Keempat, tanpa pemberlakuan wisata halal ini, saya kira para pelaku dan pengelola wisata sudah tahu apa yang menjadi kebutuhan para wisatawan muslim. Buktinya, tidak ada masalah yang terlalu berarti selama ini. Lagi pula tidak ada yang harus diprioritaskan di sini, apalagi sampai memaksakan keyakinan moral partikular semacam ini untuk dijadikan kebijakan publik. Semua kelompok masyarakat dan wisatawan harus diperlakukan secara sama dan adil.

Jangan sampai konsep halal dan haram ini mengacaukan harmonisme sosial yang sudah lama kita bangun. Konsep wisata halal ini pun akhirnya bukannya memajukan sektor pariwisata kita, tetapi justru menciptakan persoalan-persoalan baru yang menghancurkan proyek pembangunan kepariwisataan kita. Apalagi konsep wisata halal ini kontraproduktif dengan nilai-nilai budaya NTT, terutama Manggarai Barat.

Tolak Wisata Halal

Dari sejumlah pertimbangan fundamental di atas, saya kira sangatlah beralasan jika sebagian besar rakyat NTT menolak penerapan wisata halal tersebut. Konsep wisata halal ini akan mematikan pariwisata dan kearifan lokal kita. Jika Badan Otoritas Pariwisata (BOP) tetap berkukuh memberlakukan konsep wisata halal ini, maka itu akan menjadi lelucon yang susah diterima dengan akal sehat. Selain karena tidak memiliki legitimasi hukum, konsep wisata halal ini tidak memiliki urgensi dan signifikansi dalam kegiatan pengembangan pariwisata di NTT, secara khusus di Manggarai Barat.

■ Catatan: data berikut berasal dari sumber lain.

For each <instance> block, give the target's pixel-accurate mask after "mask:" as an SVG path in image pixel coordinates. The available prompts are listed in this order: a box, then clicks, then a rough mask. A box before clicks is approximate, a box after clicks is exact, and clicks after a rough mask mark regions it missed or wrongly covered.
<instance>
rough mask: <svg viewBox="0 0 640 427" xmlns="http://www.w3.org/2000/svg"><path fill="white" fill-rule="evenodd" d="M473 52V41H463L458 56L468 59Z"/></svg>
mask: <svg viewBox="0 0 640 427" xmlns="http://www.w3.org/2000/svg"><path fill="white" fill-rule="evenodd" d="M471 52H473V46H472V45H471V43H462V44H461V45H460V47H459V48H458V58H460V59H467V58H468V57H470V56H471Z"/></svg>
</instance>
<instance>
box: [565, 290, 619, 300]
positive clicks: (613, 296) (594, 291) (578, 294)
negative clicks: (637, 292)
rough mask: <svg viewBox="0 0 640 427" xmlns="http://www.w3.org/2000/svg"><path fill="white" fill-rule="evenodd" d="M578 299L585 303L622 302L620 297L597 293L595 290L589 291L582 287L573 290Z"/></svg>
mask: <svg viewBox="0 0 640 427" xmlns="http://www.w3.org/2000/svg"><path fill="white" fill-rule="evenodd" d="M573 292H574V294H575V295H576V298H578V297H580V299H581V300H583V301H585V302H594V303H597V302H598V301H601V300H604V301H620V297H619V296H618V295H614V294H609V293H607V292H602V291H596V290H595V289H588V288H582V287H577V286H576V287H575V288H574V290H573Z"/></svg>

Untuk itu, kita harus mendukung sikap tegas pemerintah provinsi NTT dan pemerintah kabupaten Manggarai Barat yang menolak penerapan kebijakan wisata halal tersebut. Ini adalah langkah yang tepat dalam rangka menjaga semangat dan komitmen kita untuk mengembangkan pariwisata yang berbasiskan budaya NTT.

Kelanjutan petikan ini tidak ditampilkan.